45. A new section should be drafted to require the BoB to undertake resolvability assessments of banks; to require banks to provide the BoB with specified information for the purpose of undertaking such assessments; and to require such information be audited or reviewed by an independent party approved by the BoB where the BoB considers this to be desirable.
46. A new section should be drafted to require the BoB to prepare resolution plans for each bank considered by the BoB to be systemically important, and to enable the BoB to prepare resolution plans for other banks. The section should empower the BoB to:
require banks to provide specified information to enable resolution plans to be prepared;
require such information to be audited or reviewed by an independent party approved by the BoB where the BoB considers this to be desirable; and
require banks to make specified changes to their operating arrangements and structure to facilitate resolution in accordance with resolution plans.

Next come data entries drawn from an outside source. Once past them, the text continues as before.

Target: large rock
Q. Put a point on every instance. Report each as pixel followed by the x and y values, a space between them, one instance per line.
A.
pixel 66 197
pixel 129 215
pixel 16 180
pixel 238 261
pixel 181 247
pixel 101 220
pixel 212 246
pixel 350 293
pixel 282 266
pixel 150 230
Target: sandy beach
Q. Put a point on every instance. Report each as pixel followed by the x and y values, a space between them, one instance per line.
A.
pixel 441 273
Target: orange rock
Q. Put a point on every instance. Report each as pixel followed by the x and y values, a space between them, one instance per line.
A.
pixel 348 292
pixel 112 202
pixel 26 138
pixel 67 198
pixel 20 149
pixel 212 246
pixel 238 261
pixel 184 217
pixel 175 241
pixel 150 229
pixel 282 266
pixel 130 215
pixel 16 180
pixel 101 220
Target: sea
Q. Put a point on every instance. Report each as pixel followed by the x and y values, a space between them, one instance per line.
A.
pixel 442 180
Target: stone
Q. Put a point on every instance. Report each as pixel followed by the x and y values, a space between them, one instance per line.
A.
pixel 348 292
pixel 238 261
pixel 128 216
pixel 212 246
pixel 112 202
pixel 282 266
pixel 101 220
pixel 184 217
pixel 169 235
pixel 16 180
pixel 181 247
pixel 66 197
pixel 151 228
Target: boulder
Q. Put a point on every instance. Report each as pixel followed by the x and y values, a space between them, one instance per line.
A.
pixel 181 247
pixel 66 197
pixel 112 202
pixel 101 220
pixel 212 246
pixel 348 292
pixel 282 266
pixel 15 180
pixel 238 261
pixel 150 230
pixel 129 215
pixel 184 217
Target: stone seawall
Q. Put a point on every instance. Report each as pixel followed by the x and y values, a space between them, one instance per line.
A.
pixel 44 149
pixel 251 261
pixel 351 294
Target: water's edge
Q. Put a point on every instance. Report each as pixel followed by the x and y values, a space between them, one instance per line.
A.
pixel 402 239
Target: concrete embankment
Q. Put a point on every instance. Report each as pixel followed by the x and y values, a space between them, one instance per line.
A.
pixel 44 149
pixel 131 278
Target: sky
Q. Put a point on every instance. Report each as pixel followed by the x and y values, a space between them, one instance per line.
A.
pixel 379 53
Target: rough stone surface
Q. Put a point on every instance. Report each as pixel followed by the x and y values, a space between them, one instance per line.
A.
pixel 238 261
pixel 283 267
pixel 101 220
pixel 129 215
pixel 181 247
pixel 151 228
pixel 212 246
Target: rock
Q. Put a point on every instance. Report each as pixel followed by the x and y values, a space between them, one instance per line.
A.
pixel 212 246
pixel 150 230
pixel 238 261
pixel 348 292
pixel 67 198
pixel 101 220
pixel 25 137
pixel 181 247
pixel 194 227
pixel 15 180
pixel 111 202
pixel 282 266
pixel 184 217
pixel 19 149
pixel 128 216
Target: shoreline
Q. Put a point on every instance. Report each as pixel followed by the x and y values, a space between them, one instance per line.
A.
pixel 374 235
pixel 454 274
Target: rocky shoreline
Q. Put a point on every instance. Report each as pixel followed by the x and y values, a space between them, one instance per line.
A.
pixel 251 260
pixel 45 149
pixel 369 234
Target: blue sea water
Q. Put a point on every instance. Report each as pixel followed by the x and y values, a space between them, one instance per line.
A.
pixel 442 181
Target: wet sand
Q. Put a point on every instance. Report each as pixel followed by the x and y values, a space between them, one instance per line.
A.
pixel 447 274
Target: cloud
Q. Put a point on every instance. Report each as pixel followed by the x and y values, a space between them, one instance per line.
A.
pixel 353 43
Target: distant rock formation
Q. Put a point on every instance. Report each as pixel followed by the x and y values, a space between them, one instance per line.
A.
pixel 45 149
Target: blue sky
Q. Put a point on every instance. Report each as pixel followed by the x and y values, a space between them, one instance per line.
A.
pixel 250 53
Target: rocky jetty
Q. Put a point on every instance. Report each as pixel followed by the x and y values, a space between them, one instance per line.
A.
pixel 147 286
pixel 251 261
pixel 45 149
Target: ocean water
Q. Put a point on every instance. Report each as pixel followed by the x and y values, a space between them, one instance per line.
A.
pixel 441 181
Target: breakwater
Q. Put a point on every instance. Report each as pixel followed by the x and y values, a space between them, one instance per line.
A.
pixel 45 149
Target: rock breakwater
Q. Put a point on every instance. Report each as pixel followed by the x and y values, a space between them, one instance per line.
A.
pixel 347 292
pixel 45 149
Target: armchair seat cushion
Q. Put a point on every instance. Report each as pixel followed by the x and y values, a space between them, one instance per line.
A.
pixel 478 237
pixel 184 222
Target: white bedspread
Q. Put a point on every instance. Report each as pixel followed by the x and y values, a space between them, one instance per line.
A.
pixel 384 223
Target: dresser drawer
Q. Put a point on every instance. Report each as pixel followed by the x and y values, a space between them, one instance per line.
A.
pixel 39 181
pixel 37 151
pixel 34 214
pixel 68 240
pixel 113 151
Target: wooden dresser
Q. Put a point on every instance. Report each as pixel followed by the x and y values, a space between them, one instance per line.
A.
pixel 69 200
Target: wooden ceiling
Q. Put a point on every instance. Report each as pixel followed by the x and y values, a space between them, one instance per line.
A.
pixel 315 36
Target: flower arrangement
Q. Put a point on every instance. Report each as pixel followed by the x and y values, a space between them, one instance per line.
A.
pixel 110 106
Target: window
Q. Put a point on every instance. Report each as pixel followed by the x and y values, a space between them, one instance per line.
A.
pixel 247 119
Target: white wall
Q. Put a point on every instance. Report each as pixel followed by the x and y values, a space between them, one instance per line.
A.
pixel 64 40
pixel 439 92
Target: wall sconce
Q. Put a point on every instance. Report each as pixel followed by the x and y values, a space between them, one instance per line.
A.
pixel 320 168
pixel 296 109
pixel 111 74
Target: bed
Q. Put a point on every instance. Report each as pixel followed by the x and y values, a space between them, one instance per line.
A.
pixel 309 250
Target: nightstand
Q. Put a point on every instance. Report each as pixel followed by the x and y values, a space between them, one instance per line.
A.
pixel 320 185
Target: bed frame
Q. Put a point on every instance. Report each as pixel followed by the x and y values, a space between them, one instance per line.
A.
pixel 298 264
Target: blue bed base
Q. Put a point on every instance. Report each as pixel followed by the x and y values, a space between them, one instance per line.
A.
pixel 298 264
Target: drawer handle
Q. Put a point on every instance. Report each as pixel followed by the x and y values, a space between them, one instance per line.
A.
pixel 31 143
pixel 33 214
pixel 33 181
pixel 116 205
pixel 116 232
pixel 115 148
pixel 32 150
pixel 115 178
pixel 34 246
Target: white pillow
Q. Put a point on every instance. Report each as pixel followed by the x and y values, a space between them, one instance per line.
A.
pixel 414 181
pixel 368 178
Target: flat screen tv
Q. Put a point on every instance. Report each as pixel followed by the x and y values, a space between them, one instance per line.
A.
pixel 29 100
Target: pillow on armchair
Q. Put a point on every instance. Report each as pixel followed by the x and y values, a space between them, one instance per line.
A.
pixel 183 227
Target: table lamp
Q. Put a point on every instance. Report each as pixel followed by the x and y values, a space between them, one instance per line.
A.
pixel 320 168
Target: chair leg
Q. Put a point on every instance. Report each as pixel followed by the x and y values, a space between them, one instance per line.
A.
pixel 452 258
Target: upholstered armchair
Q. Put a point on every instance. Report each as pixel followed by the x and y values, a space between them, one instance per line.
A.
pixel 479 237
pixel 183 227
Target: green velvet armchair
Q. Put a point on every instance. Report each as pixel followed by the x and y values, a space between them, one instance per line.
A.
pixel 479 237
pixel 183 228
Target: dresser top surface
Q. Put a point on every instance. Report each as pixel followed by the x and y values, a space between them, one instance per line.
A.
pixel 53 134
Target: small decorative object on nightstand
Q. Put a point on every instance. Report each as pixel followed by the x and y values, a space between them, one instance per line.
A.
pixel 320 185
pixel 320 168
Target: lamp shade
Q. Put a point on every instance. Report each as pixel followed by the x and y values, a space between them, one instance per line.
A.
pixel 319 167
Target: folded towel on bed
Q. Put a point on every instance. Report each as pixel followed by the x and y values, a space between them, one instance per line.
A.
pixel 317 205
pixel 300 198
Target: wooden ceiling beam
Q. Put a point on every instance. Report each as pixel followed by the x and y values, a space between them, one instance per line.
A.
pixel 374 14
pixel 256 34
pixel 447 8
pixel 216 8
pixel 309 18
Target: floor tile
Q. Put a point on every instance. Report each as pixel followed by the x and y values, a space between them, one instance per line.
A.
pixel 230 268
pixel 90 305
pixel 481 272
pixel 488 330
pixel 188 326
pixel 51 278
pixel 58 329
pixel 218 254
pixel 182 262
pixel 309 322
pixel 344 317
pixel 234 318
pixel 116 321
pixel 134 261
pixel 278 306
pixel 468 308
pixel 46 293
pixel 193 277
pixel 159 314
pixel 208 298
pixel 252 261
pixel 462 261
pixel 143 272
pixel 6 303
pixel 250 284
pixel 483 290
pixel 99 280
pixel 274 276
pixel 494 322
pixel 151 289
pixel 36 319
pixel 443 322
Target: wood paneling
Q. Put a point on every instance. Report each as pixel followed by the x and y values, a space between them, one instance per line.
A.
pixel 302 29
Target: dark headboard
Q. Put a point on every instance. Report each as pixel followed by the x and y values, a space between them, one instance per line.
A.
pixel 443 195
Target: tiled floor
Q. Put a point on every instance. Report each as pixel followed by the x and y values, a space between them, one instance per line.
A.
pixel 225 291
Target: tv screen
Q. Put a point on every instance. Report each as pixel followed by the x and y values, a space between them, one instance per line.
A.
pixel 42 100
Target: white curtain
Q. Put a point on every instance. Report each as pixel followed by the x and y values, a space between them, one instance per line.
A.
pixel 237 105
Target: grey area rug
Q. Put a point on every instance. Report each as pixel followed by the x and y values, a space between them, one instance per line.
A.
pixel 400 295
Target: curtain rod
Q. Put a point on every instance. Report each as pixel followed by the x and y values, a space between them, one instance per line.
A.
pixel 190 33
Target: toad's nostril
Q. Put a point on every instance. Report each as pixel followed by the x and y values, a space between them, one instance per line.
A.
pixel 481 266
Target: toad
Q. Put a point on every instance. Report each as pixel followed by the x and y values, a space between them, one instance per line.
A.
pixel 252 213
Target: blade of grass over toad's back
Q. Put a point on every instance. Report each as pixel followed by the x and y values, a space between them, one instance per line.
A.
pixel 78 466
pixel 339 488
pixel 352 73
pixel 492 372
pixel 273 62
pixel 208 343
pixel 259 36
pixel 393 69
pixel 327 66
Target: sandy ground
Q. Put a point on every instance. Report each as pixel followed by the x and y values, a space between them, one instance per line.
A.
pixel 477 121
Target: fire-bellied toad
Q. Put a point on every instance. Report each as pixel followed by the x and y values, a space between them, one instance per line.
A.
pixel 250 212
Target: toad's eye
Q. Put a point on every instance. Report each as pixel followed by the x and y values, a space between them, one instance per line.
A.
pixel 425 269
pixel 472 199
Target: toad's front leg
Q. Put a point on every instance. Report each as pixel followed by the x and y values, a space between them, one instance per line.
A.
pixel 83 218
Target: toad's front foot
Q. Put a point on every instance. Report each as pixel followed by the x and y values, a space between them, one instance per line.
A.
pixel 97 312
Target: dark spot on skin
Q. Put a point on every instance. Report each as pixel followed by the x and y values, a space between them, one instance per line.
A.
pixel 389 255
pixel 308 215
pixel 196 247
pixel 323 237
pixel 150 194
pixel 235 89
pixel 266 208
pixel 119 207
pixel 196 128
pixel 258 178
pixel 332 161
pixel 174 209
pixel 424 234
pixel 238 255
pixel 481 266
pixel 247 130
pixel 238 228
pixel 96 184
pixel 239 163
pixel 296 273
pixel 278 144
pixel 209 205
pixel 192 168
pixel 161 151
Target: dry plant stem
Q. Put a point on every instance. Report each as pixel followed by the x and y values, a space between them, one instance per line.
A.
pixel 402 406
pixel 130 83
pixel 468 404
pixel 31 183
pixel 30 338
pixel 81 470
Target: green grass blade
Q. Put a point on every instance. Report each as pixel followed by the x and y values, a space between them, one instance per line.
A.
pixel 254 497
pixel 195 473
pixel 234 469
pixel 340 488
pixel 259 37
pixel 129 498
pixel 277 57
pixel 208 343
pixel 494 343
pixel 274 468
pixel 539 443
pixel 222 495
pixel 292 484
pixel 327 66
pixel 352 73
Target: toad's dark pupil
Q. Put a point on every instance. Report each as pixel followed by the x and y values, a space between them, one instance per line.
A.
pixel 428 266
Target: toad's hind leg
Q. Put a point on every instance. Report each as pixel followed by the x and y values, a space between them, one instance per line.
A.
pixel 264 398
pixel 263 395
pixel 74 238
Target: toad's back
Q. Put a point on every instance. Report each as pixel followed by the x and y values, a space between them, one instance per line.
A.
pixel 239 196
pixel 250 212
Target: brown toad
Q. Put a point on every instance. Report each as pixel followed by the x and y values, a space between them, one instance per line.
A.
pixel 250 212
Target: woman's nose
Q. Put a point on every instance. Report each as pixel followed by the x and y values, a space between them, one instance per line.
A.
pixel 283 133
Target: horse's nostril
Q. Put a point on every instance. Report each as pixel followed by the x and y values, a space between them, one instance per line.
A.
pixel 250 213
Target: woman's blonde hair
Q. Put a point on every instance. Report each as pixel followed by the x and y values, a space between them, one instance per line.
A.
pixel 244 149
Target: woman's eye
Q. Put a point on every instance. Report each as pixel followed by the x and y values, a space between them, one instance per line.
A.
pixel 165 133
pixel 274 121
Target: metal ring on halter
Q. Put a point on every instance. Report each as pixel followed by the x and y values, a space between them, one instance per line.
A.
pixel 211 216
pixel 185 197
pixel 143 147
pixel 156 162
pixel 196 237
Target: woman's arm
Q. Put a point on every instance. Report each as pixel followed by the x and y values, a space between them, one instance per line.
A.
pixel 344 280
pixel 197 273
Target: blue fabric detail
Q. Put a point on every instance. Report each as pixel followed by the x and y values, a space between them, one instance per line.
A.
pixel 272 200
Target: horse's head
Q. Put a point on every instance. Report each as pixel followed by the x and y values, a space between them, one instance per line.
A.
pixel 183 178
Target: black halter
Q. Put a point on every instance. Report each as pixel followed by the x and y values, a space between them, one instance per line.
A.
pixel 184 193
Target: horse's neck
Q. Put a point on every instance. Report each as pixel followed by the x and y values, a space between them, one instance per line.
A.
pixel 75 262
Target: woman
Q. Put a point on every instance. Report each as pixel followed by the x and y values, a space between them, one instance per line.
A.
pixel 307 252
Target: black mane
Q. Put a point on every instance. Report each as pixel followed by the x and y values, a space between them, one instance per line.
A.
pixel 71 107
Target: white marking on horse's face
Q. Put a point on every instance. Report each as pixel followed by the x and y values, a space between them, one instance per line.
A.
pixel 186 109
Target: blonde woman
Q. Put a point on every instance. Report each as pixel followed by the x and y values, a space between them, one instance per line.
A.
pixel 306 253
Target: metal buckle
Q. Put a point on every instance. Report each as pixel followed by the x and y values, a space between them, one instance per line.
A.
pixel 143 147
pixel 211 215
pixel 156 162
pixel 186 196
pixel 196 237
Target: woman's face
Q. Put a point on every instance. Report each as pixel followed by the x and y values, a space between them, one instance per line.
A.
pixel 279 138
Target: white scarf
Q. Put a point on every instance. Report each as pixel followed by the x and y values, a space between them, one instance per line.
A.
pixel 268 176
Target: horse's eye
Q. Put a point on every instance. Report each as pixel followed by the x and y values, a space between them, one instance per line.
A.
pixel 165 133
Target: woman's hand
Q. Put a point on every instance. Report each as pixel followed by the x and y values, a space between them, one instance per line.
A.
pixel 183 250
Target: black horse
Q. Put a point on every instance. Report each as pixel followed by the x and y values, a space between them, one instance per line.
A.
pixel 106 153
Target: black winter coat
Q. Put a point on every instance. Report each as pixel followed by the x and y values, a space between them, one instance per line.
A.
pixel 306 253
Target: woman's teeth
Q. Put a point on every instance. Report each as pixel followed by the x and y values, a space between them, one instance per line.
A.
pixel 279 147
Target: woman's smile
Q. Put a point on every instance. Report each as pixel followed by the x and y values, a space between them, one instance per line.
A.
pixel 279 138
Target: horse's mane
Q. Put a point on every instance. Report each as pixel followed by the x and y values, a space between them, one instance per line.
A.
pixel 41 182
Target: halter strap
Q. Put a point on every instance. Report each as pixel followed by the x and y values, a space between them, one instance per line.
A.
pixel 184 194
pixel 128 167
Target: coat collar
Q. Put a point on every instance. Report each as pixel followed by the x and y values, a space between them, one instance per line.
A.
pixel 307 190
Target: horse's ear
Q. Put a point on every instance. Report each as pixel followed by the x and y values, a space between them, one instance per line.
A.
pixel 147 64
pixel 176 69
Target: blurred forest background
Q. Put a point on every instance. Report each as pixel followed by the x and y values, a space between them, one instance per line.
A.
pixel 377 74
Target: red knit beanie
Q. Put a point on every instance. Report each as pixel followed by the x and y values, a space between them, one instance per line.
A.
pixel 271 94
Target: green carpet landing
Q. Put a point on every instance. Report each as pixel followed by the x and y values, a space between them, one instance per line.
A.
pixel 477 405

Appendix II. Guidance on the Development of a Resolution Toolkit
1. This appendix provides indicative guidance on the development of a resolution toolkit to facilitate the resolution of banks. Its purpose is to assist the BoB in the development of a resolution toolkit in coordination with the MFDP and NBFIRA.
2. The purpose of a resolution toolkit is to provide guidance for the resolution authority (the BoB in the case of Botswana) on the activation of resolution, selection of the resolution strategy, implementation of the resolution, and communication. A resolution toolkit also provides guidance on the coordination of resolution actions between domestic agencies and, in the case of foreign-owned banks or domestic banks with foreign operations, cross-border coordination. It needs to be supplemented by bank-specific resolution plans that set out the details of how particular resolution options could be implemented for individual banks.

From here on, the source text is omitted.